On Tue, Oct 20, 2009 at 9:16 PM, Sascha Krissler <[email protected]> wrote:
> The number of chains per second < 100 suggest that your GPU is running at 
> 399Mhz.
> My 260 is slowed down to this clockspeed after a launch failure in the kernel 
> which requires
> a reboot to restore the original 576 Mhz clockspeed. is this the case? you 
> can see the
> clockspeed with the nvidia-settings tool or with nvclock. The error never 
> happened on my box,
> which is a GTX260 (single card) and i have already computed 3 month worth of 
> chains.
> Hope your investigation brings more insight
>
>> This is probably going to sound wierd but "mostly no".

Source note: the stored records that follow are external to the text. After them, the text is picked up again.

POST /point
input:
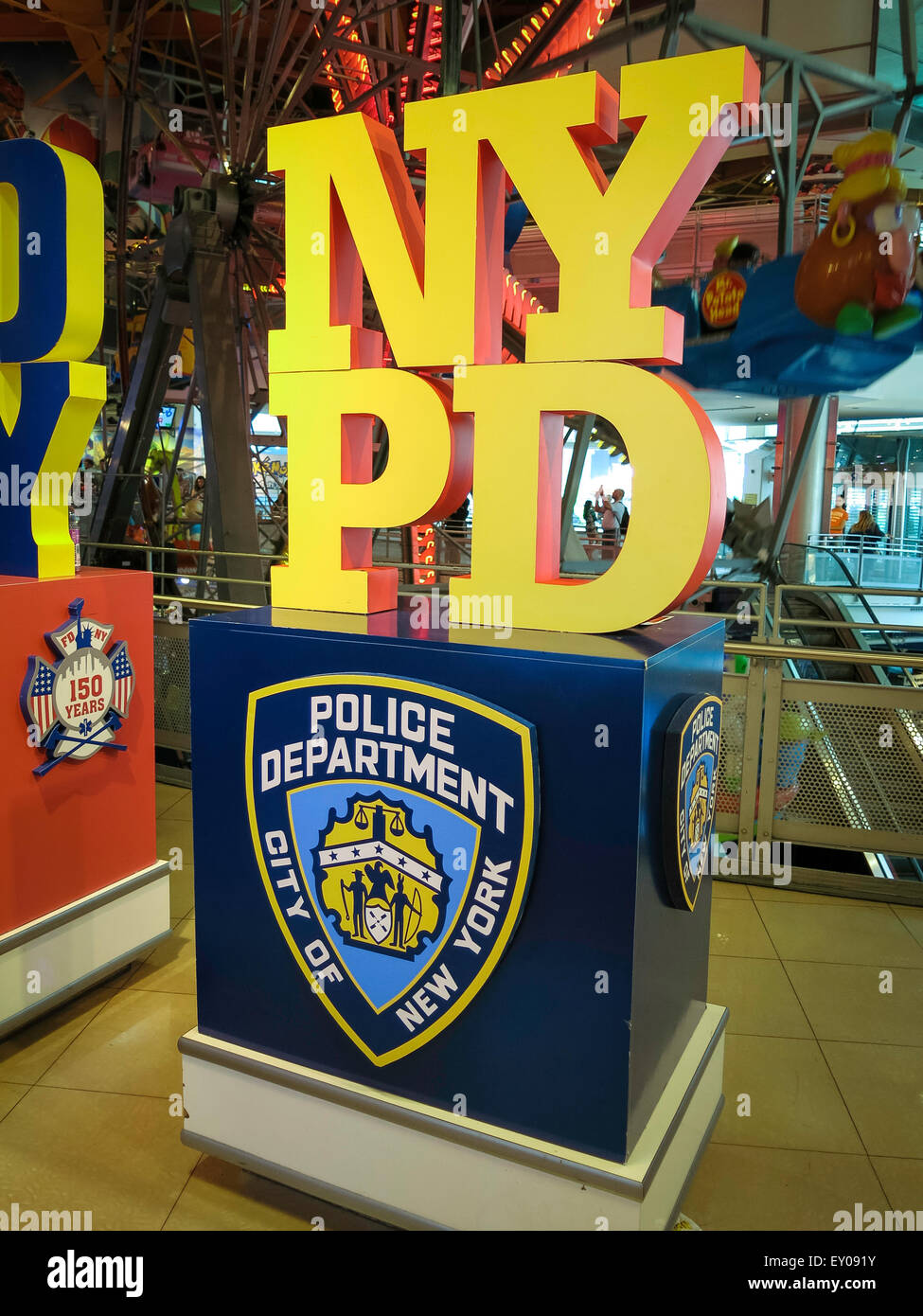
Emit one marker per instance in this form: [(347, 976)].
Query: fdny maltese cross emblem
[(78, 702), (394, 826), (690, 787)]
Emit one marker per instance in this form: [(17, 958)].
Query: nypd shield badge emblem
[(394, 826), (690, 786)]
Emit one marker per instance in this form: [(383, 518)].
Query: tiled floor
[(823, 1076)]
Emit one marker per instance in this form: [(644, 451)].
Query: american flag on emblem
[(124, 678), (40, 698)]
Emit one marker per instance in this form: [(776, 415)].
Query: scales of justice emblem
[(381, 880), (78, 702)]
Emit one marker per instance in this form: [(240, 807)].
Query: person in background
[(592, 529), (603, 507), (839, 517), (620, 513), (744, 258), (865, 526)]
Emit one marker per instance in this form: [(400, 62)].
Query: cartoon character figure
[(858, 273)]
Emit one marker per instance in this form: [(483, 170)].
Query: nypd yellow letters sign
[(352, 208)]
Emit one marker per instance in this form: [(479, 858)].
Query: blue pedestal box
[(434, 863)]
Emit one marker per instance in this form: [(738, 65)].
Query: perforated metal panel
[(853, 765), (171, 685), (731, 758)]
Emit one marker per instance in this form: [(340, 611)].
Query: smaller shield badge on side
[(690, 786)]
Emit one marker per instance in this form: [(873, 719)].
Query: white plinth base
[(417, 1166), (44, 962)]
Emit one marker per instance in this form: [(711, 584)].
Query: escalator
[(798, 563), (844, 772)]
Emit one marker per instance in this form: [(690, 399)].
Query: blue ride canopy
[(789, 354)]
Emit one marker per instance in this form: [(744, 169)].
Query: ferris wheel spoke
[(203, 80)]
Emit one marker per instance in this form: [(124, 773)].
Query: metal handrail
[(781, 653), (171, 547)]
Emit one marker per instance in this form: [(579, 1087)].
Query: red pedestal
[(83, 826)]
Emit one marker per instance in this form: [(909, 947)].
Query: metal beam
[(721, 32), (795, 475)]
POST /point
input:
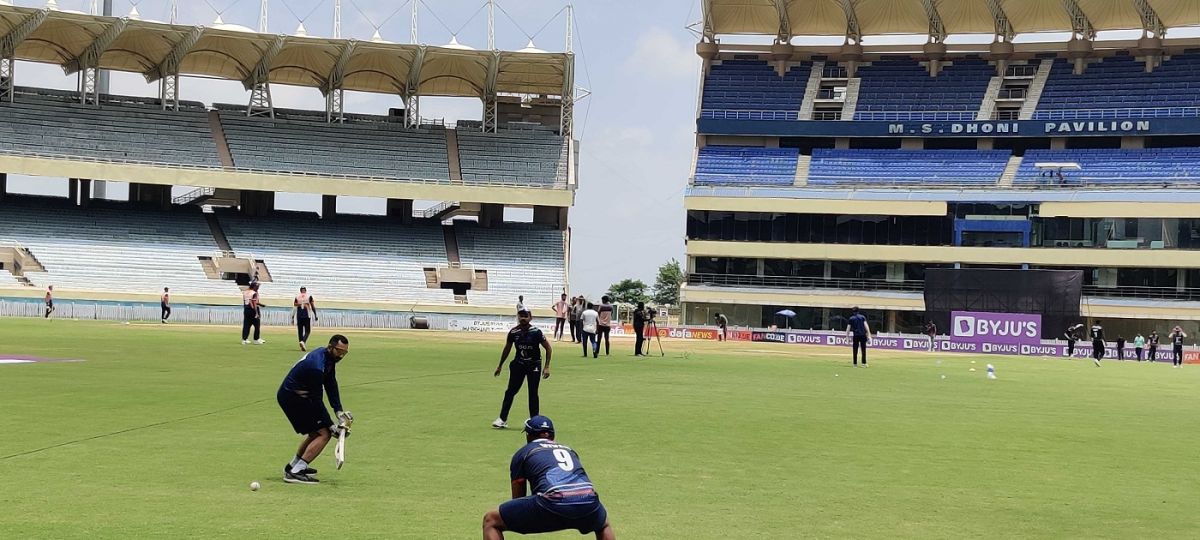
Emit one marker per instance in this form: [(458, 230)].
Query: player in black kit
[(526, 366)]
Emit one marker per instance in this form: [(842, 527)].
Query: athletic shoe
[(287, 468), (299, 478)]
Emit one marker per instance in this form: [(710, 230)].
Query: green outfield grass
[(160, 431)]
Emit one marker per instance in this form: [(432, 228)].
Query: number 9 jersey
[(555, 474)]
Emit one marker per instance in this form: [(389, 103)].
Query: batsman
[(300, 397)]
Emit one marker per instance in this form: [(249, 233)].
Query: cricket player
[(1177, 346), (526, 366), (165, 304), (1097, 334), (563, 497), (859, 333), (304, 306), (300, 397), (251, 315), (49, 300)]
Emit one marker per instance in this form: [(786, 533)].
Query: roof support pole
[(258, 83), (333, 87), (412, 89), (7, 79), (491, 115), (567, 120), (168, 93)]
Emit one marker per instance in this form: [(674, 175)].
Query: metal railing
[(739, 114), (437, 209), (1127, 113), (922, 115), (915, 286), (1023, 183), (279, 173)]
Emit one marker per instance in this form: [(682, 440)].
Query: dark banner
[(1051, 294), (1161, 126)]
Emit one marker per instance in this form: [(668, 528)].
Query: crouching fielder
[(563, 497), (300, 397)]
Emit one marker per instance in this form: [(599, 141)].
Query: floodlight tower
[(337, 19)]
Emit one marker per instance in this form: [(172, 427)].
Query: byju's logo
[(996, 328), (964, 327)]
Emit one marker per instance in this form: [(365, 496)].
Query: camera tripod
[(654, 328)]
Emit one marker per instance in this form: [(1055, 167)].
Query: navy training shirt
[(527, 343), (555, 473), (858, 324), (313, 372)]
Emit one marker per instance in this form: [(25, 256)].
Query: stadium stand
[(113, 249), (521, 259), (513, 156), (745, 165), (906, 167), (1119, 87), (1111, 166), (136, 129), (307, 144), (352, 258), (753, 90), (904, 90)]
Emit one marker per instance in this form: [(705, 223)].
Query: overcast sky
[(636, 129)]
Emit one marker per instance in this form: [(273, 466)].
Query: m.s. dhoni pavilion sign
[(1014, 127), (1161, 126)]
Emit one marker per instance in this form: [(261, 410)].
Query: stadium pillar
[(257, 203), (84, 192), (491, 215), (401, 210), (328, 207), (550, 215)]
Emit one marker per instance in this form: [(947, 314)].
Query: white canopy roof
[(159, 49)]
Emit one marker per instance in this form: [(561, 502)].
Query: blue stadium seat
[(751, 90), (747, 166), (1119, 87), (1114, 167), (906, 167), (901, 89)]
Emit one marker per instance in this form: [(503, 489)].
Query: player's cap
[(539, 424)]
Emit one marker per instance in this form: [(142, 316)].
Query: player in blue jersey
[(563, 497), (862, 334), (526, 366), (300, 397)]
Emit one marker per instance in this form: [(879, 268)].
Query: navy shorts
[(533, 515), (306, 415)]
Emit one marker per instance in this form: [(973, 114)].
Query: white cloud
[(659, 54)]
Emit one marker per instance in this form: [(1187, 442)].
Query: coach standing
[(251, 315), (859, 333), (526, 366)]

>> So, I can run like this for ten times and get the same error over and
>> over again. Eventually I will get a message saying no cuda devices
>> available, which requires me to reboot.
>>
>> Sascha I will try to think of a way where I can help you reproduce it.
>>
>> I don't mind waiting for the new version. But I suspect this bug is in
>> the cuda environment itself since I get the same error with the same
>> frequency of problems when running for instance gpu_md5_bruteforce.
>>
>> I will play around with this some more during the coming days to see
>> if I can come up with some more informative output.
>>
>> Thanks Kugg
>>
>> On Tue, Oct 20, 2009 at 9:12 PM, Sascha Krissler <[email protected]> 
>> wrote:
>> > A way to reproduce would be cool. Otherwise i could
>> > just ignore the error and recover+restart the cuda runtime context.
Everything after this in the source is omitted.